Though I would be hesitant to say that the situation has reached a “critical mass” so-to-speak, this factor, in conjunction with the size of the United States and the cultural differences across the nation, has led to extremely varied political inclinations across the country. This itself is aged old, but the role of the generational divide is more prominent than ever.  

Rapidly changing values in a nation consisting of eager and hesitant citizens alike create tension. Generational divides are nothing new — “Never trust anybody over 30” was a popular hippie saying — but the seething, developing vitriol has a potency that has not been matched by anything most people today can remember. 

This is perhaps best surmised through an analysis of the recent popularity of the phrase “OK Boomer,” an internet meme which has recently made the rounds of popular culture. The most unique facet of modern political discourse must, of course, be the defining feature of the age: the internet. 

Enough has been said of the vastness of the internet, the potential it represents and the unprecedented access to a rapid flow of information and knowledge it offers: there is little to be gained through musing its inherent nature in a column such as this. 

What is of particular interest are the consequences of these circumstances. As a phrase, “OK Boomer” reflects intergenerational angst and conflict, dismissing not only the old, but also the not young — the phrase incubated and grew online before gleaming massive media attention in November.  
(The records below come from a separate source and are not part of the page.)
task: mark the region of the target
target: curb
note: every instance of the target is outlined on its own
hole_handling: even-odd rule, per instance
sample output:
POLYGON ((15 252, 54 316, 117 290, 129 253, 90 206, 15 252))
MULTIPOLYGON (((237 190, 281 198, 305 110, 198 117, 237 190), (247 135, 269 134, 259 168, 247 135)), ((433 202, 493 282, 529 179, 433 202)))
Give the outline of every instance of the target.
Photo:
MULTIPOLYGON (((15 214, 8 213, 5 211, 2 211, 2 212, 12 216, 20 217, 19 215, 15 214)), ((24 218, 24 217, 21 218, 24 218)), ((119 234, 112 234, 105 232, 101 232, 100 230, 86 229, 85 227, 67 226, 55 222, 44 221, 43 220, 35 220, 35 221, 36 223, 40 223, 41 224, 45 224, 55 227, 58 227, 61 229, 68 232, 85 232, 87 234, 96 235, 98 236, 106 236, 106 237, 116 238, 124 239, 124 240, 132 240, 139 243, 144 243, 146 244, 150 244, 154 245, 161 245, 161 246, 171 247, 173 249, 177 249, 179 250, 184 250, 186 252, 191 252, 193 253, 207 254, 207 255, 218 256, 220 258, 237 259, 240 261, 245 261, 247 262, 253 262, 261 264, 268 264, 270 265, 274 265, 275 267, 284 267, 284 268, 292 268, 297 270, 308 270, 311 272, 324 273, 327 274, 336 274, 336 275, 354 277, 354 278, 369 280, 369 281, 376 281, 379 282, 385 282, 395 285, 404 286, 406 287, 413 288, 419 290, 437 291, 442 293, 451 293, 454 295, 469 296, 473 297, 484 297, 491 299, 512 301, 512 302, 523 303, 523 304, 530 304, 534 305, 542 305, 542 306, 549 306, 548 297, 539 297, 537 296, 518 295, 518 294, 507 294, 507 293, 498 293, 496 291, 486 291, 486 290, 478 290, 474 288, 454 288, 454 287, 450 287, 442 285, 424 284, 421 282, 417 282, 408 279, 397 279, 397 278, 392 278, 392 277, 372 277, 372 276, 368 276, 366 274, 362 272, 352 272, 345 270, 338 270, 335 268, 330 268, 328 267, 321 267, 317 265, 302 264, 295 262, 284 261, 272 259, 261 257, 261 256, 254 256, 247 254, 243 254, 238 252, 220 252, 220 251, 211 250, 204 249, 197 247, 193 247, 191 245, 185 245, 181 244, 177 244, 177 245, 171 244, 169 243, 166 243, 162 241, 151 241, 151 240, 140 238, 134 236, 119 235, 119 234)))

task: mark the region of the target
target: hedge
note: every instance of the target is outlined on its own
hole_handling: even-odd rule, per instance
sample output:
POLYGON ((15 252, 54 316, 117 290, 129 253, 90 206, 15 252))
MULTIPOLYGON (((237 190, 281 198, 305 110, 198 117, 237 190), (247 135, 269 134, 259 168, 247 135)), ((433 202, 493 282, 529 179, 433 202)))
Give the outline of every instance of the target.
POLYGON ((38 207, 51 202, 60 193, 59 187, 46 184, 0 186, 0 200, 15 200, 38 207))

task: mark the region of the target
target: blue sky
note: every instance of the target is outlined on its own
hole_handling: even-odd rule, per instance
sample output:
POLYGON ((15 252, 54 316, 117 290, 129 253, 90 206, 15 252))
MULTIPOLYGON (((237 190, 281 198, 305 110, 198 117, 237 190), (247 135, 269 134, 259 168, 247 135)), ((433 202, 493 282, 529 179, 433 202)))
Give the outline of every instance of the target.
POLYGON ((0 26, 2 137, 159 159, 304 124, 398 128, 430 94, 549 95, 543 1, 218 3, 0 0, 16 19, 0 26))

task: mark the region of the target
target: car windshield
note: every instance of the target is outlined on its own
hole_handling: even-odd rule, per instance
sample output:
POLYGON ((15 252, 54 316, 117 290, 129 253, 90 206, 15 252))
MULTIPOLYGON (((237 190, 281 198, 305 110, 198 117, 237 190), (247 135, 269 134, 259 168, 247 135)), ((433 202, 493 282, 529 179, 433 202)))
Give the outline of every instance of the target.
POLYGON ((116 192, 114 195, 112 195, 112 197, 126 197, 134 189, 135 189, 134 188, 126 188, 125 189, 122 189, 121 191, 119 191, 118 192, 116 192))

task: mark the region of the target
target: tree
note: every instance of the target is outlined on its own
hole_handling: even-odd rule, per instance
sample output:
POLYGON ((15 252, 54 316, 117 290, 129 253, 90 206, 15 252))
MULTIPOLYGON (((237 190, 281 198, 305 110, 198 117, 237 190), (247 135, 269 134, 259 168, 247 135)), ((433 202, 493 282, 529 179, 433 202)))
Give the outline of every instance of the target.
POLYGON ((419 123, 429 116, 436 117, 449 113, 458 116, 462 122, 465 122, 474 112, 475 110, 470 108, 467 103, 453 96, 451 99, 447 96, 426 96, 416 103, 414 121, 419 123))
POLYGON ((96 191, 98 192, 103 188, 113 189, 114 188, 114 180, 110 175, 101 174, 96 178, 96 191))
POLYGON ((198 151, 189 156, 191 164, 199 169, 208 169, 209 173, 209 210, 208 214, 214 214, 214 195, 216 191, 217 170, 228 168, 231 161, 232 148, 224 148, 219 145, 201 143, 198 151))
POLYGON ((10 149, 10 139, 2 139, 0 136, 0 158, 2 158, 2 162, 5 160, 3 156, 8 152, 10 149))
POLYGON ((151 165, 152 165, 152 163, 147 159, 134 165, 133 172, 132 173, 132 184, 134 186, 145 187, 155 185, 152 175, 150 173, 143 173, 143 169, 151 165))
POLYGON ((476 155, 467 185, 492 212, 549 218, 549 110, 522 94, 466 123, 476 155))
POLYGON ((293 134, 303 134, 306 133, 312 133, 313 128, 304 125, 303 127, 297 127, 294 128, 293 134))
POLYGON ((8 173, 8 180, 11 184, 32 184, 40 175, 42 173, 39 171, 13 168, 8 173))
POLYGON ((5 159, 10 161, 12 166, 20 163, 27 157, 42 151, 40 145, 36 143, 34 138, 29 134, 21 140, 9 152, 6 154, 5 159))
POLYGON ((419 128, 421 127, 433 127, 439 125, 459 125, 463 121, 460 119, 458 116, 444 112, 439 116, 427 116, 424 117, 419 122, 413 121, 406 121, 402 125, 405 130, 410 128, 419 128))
What is fascinating here is the serious attention respected and traditional media outlets have given (and perhaps had to give) to an internet joke. Upon a cursory Google, I have found articles from Forbes, The New York Times, National Public Radio (NPR), The Washington Post, The Atlantic and CBS, and without reading them, I would bet at least a couple of them are making the same general analysis about the internet and the spirit of the times that I have thus far.  

What we have here is a precedent, a precedent of internet jokes having real political consequences. General consciousness across a nation, informed en-masse by what had its origins in a funny way to say something online. These articles surely helped the phrase blow up, but such reports only existed as a reaction to initial popularity — the origin of this interest, the first manifestation of this political feeling in this particular context was the meme. 

It is becoming clearer and clearer that memes must be considered as the major vector of a political feeling of the age.  

Anecdotal evidence is generally worth very little, but I do not think that I am the only one who can name friends for whom it is valid to suspect that the foundation of what they believe politically is driven at least secondarily, if not primarily, by the images they enjoy online. 

Just as cultures and countercultures were long driven by publications and Zines, political campaigns once prominently involved marching bands and music and speeches on soapboxes used to be common on city streets, the hearts and minds of the people of the present day will be won by memes.  

This is not true only of the youth — look at the state of Facebook, the social media platform of choice for America’s more mature generations, and it becomes clear how entrenched memes have become.  

There will always be a place for developed literature and theory, and traditional media certainly will not be going anywhere any time soon — in this case, it has served as perhaps the best metric for the influence of memes and the internet. In spite of this, its potency diminishes.  

Above all else, I would urge those who wish to popularize a cause to do what has always made things popular, and make it cool — this requires an understanding of what it is to be cool, and memes have become the way to do it.   

To others, I would advise the critical evaluation of the media one consumes.

Ash C. Dunlevy is a School of Environmental and Biological Sciences junior majoring in plant science, agriculture and food systems. His column, "Tempus Fugit," runs on alternate Mondays.